Cardiovascular Pharmacology | Social & Behavioral Determinants of Health | Psychological Challenges & Issues for Women | Headache
Aspirin resistance is common in premenopausal women with migraine
Jill T Jesurum*, Cindy J Fuller, Natalia Murinova, Elisa A McGee, Lisa E Hales, Ernesto Tolentino, Sylvia M Lucas
*Corresponding author: Jill T Jesurum
Swedish Heart and Vascular Institute, Swedish Medical Center, Seattle, WA, USA
F1000Posters 2012, 3: 637 (poster) [English]
Poster [401.85 KB]
54th American Headache Society Annual Meeting 2012, 21 - 24 Jun 2012, P105 LB
Women with migraine are at higher risk of stroke than women without migraine. Aspirin is a first-line antiplatelet drug for stroke prevention; however, an earlier study found that 24% of migraineurs, all women, had platelets that were resistant to aspirin 325 mg. The purpose of this study is to assess the prevalence of platelet resistance to aspirin 81 mg in premenopausal women with and without migraine.

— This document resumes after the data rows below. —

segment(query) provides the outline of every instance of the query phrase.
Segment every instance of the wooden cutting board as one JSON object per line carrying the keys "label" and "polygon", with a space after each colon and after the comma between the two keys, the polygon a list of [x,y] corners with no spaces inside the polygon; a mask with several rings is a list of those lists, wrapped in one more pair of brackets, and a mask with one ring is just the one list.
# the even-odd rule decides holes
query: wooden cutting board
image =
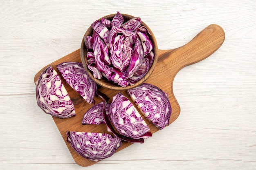
{"label": "wooden cutting board", "polygon": [[[199,33],[191,41],[183,46],[172,50],[158,50],[159,57],[157,63],[153,73],[145,82],[156,86],[168,94],[172,107],[172,114],[170,118],[170,123],[173,122],[178,117],[180,112],[180,108],[173,91],[173,83],[176,74],[185,66],[198,62],[211,55],[220,47],[225,39],[225,33],[223,29],[218,25],[211,24]],[[79,49],[49,65],[51,65],[58,73],[56,66],[59,64],[64,62],[81,62],[81,58],[80,50]],[[34,77],[35,82],[39,78],[43,70],[49,65],[46,66],[36,75]],[[93,105],[87,103],[64,80],[62,80],[74,104],[76,116],[67,119],[60,119],[54,117],[52,117],[52,118],[75,162],[80,166],[90,166],[96,162],[83,158],[71,147],[71,145],[66,141],[66,131],[70,130],[108,133],[107,127],[105,124],[82,125],[81,121],[83,115]],[[118,91],[103,87],[100,87],[99,89],[110,98],[110,102],[111,102],[112,97],[119,92],[122,93],[132,101],[126,91]],[[103,101],[98,97],[96,97],[94,99],[96,104]],[[138,110],[139,110],[139,109]],[[43,111],[42,113],[44,113]],[[143,115],[142,117],[148,125],[152,133],[153,134],[158,130],[152,124],[146,119]],[[169,126],[165,128],[171,128]],[[170,130],[171,130],[171,129]],[[153,134],[151,137],[154,137]],[[146,142],[147,140],[145,139],[145,142]],[[128,142],[124,142],[121,146],[117,152],[132,144]],[[144,149],[143,148],[143,144],[141,144],[138,149]],[[112,157],[115,157],[115,154]]]}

Five (23.8%) migraineurs and five (31.3%) controls were found to have aspirin resistance (p = 0.72). Aspirin resistance may be more related to sex than migraine diagnosis.
Further study is needed to assess the efficacy of antiplatelet interventions in women at elevated risk for stroke, such as migraineurs with high monthly frequency.
No relevant competing interests disclosed.